Alors qu’un consensus semblait initialement se dégager sur la répartition des postes clés des institutions européennes, les négociations se sont tendues lundi soir lors d’un sommet des Vingt-Sept à Bruxelles. En cause : les demandes de dernière minute de la droite européenne, qui entend bien tirer profit de ses bons résultats aux élections européennes.
La droite européenne veut pousser son avantage
Fort de ses 190 sièges obtenus au Parlement européen, contre 176 dans l’assemblée sortante, le Parti Populaire Européen (PPE) est arrivé largement en tête des élections. Une victoire qui le place en position de force dans les négociations sur les nominations aux postes clés de l’UE, à commencer par la présidence de la Commission européenne.
Mais le PPE ne compte pas s’arrêter là. Lors d’un sommet de la droite organisé avant la réunion des Vingt-Sept, les dirigeants du parti ont proposé d’obtenir également la moitié du mandat de la présidence du Conseil européen, actuellement occupée par le Belge Charles Michel.
Un coup de poker risqué
Cette demande de dernière minute a pris de court les autres familles politiques et a fait capoter le fragile équilibre qui se dessinait sur la répartition des postes :
- La présidence de la Commission au PPE, avec une probable reconduction d’Ursula von der Leyen
- La présidence du Conseil aux sociaux-démocrates, qui lorgnaient sur le Portugais Antonio Costa
- Le poste de Haut Représentant pour les Affaires étrangères à Renew Europe (les libéraux), avec l’Estonienne Kaja Kallas
En réclamant en plus la moitié de la présidence du Conseil, le PPE a fait monter les enchères, au risque de braquer ses partenaires. Les sociaux-démocrates ont fermement rejeté cette option, y voyant un coup de force inacceptable.
S’ils veulent la moitié de la présidence du Conseil européen, alors coupons aussi en deux la présidence de la Commission !
a ironisé un ambassadeur européen
Des assurances pour von der Leyen
En réalité, l’objectif du PPE serait surtout de s’assurer du soutien des autres groupes pour la reconduction d’Ursula von der Leyen à la tête de la Commission. Son élection par le Parlement européen s’annonce en effet serrée.
En plaçant la barre haute et en acceptant ensuite de revoir ses demandes à la baisse, la droite espère obtenir des garanties de la part des dirigeants socialistes et libéraux. Faute de quoi, le PPE menace de s’opposer à la reconduction d’Antonio Costa à la présidence du Conseil en 2026.

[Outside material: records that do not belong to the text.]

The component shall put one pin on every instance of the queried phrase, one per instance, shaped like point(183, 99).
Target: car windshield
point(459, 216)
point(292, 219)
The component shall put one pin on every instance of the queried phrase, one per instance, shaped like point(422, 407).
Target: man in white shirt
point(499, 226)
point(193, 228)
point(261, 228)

Meloni, l’inconnue du sommet
Autre élément perturbateur dans ces négociations : la percée de la droite nationaliste aux élections, incarnée par la Première ministre italienne Giorgia Meloni. Bien que son groupe, les Conservateurs et Réformistes européens (CRE), ne fasse pas partie de la future coalition, elle entend peser dans les discussions.

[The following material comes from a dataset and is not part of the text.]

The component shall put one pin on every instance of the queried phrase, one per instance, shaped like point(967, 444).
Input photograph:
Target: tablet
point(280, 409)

Meloni souhaiterait que les bons résultats de son parti (presque 29% en Italie) soient davantage pris en compte, tant en termes de politiques à mener que de postes à pourvoir. Une position appuyée par Viktor Orban qui a dénoncé un « accord conclu en ignorant la volonté des électeurs ».

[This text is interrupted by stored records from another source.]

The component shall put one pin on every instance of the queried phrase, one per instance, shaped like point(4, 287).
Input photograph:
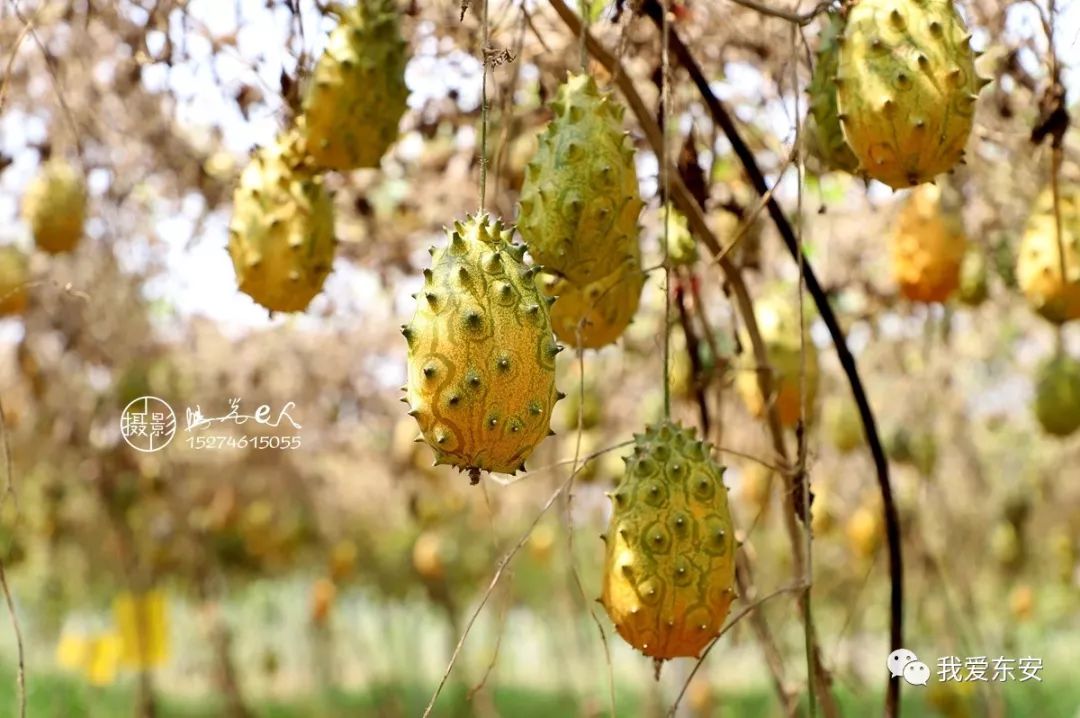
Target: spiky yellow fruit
point(781, 333)
point(281, 236)
point(580, 200)
point(428, 556)
point(973, 279)
point(1057, 395)
point(906, 89)
point(55, 206)
point(928, 247)
point(865, 531)
point(601, 311)
point(823, 127)
point(1040, 259)
point(358, 93)
point(14, 274)
point(481, 352)
point(669, 572)
point(323, 595)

Un nouveau round la semaine prochaine
Face à ces tensions, les Vingt-Sept sont repartis de Bruxelles sans accord, mais avec la ferme intention de boucler le dossier des nominations lors de leur prochain sommet, les 27 et 28 juin. D’ici là, les rapports de force pourraient encore évoluer.
Selon les dernières projections, le groupe de Giorgia Meloni (CRE) totaliserait 76 sièges, contre 80 pour les libéraux de Renew Europe. Si le CRE parvient à dépasser Renew, il deviendrait la troisième force au Parlement européen, et serait en droit de réclamer un poste d’importance à la Commission.
Les compteurs seront arrêtés le 26 juin. Un jour avant le prochain round des négociations sur les « top jobs » de l’UE, qui s’annoncent décisives et toujours aussi disputées.